Wed Sep 02 04:00:00 CDT 2015

Consensus Actual Previous Revised
Month over Month -0.1% -0.1% -0.1% 0.0%
Year over Year -2.1% -2.1% -2.2% -2.1%

Producer prices (ex-construction) matched expectations for a 0.1 percent monthly decline, their first decrease since January. Annual PPI inflation was minus 2.1 percent, also in line with the market consensus and unchanged from June's upwardly revised rate.

Inevitably, weaker energy prices, down 0.5 percent from the end of the second quarter, helped to depress the headline index. Excluding this category, the PPI was flat at June's level and 0.4 percent lower on the year, in line with its rate last time. Elsewhere prices were typically firmer, but not by much. Hence, durable and non-durable consumer goods as well as capital goods all saw a 0.1 percent monthly increase while intermediates were flat.
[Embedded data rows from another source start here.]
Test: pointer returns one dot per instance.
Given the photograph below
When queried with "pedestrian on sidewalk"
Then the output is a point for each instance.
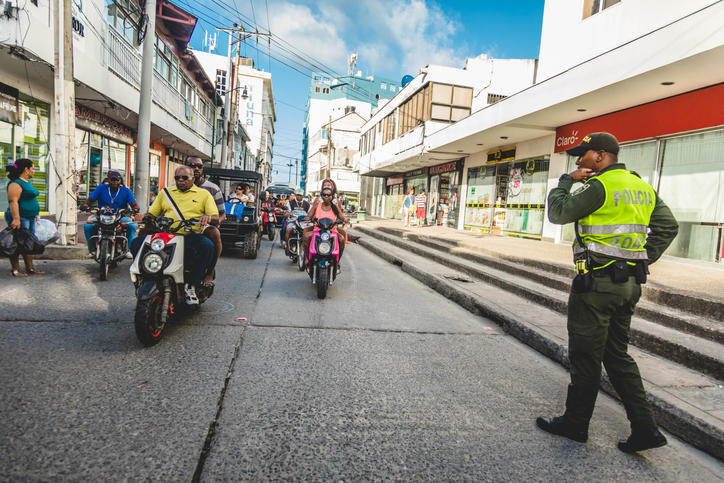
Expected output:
(420, 204)
(408, 204)
(614, 211)
(23, 207)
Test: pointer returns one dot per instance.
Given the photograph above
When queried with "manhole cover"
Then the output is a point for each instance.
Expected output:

By far the majority of member states saw their respective national PPI decline versus June although amongst the larger countries, Germany was flat and Spain 0.1 percent firmer. France matched the overall regional dip. The steepest decline was in Estonia (1.5 percent) ahead of Greece (1.4 percent) and Belgium (1.0 percent). The sharpest rise was in Ireland (1.3 percent). All had below zero annual PPI rates bar Luxembourg (0.5 percent).

To all intents and purposes both overall and core Eurozone producer prices have been moving sideways since April. This may not offer much reassurance to the ECB with regards to meeting its medium-term HICP goals but it still constitutes a significant improvement from the succession of declines seen over much of 2014.

The producer price index (PPI) is a measure of the average trading price of products and covers manufacturing, mining and quarrying and electricity, gas and water supply. The index is calculated excluding the construction sector.

The PPI measures prices at the producer level before they are passed along to consumers. Since the producer price index measures prices of consumer goods and capital equipment, a portion of the inflation at the producer level gets passed through to the HICP. By tracking price pressures in the pipeline, investors can anticipate inflationary consequences in coming months.

Like the HICP, Eurostat's producer price index is also harmonized across the EMU and the larger EU membership. Producer price indexes provide another layer of information on inflation and can be an early warning of inflationary pressures building in the economy. They also record the evolution of prices over longer periods of time. The PPI reports on input prices or commodity prices and can tell whether producers are able to pass through increases in costs to their customers.

The PPI is considered a precursor of both consumer price inflation and profits. If the prices paid to manufacturers increase, businesses are faced with either charging higher prices or taking a cut in profits. The ability to pass along price increases depends on the strength and competitiveness of the marketplace.

Producer prices are more volatile than consumer prices. The CPI includes services components which are more stable than goods, while the PPI does not. Commodity prices react more quickly to supply and demand. Volatility is higher earlier in the production chain. Partly because of this, financial markets will look to the core (ex-energy) index to provide a better guide to underlying trends.